Rezaii N, Hochberg D, Quimby M, Wong B, McGinnis S, Dickerson BC, Putcha D. Language uncovers visuospatial dysfunction in posterior cortical atrophy: a natural language processing approach. Front Neurosci. 2024 Feb 6;18:1342909.
Posterior Cortical Atrophy (PCA) is a condition that mostly affects how people see and process visual information. We compared how 25 people with PCA and a group of healthy older adults spoke during two tasks: 1) describing a picture (which relies on vision), and 2) talking about their job (which doesn’t rely on vision). We looked at how long it took to speak, what kinds of words were used, and how often spatial words (like “above” or “next to”) appeared. We found that people with PCA had trouble only with the picture task. They used simpler, more common words, took longer to speak, and used fewer spatial words. They also had difficulty understanding key parts of the picture. These language issues weren’t present during the job description task. This shows some language problems in PCA are closely tied to their visual issues. It also highlights that certain kinds of language tasks can illuminate problems with other kinds of cognitive functions, such as visual processing.
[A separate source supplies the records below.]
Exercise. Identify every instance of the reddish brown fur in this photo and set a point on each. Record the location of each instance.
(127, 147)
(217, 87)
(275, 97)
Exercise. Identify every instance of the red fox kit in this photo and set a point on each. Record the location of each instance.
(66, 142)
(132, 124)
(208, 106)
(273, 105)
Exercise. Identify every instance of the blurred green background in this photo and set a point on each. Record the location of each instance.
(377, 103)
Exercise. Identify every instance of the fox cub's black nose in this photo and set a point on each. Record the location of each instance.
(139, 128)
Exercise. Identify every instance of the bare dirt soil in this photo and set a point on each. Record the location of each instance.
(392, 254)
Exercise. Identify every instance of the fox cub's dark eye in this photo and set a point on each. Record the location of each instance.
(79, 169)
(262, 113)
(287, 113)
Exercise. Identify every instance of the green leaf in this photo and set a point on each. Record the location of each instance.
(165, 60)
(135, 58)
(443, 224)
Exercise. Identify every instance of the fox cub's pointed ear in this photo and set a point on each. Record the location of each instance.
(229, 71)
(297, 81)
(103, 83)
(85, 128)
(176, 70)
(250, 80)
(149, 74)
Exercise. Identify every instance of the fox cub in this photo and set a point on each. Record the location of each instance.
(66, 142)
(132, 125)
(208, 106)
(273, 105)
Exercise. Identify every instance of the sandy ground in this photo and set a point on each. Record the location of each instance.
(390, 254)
Touroutoglou A, Katsumi Y, Rezaii N, Paranhos T, Jones A, Hochberg D, Quimby M, Henderson SK, Wong B, Brickhouse M, Camprodon JA, Dickerson BC, Eldaief MC. Transcranial magnetic stimulation improves language and language network functional connectivity in a patient with logopenic primary progressive aphasia. Brain Stimul. 2024 Nov-Dec;17(6):1213-1215.
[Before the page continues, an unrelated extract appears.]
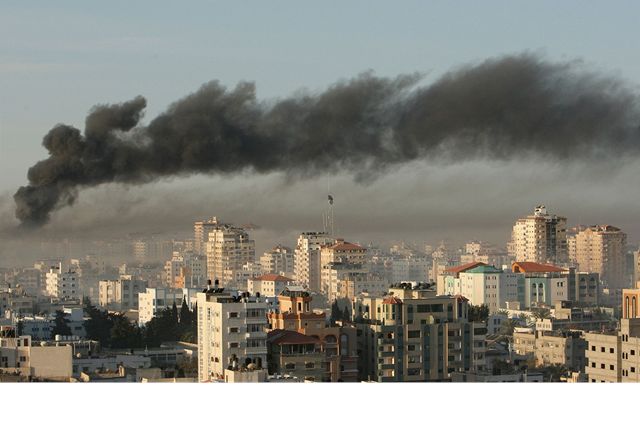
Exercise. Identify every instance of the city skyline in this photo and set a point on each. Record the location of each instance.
(437, 198)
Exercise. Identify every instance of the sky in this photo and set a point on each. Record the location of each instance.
(58, 59)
We explored whether a type of non-invasive brain stimulation called repetitive transcranial magnetic stimulation (rTMS) could help improve language abilities in a person with logopenic variant primary progressive aphasia (lvPPA). We first identified the parts of this patient’s brain involved in language using specialized brain scans. Then, we used rTMS to stimulate a key area involved in speech (the left posterior inferior frontal gyrus) for five days. We also did a comparison session (a “sham” treatment that mimics rTMS but without real stimulation) to test whether any improvements were due to the treatment itself. After the real (active) rTMS—but not after the sham treatment—the patient showed improvements in naming objects and repeating sentences (standard language tests); use of more complex sentence structures and somewhat more precise vocabulary in everyday speech; stronger brain connectivity on functional MRI between important language areas, especially in parts of the brain known to support speech. This study suggests that rTMS might help people with lvPPA speak more clearly and effectively at least temporarily, even if it doesn’t stop the disease from progressing. By personalizing the stimulation to the patient’s unique brain network, the treatment may offer at least temporary improvements in communication abilities.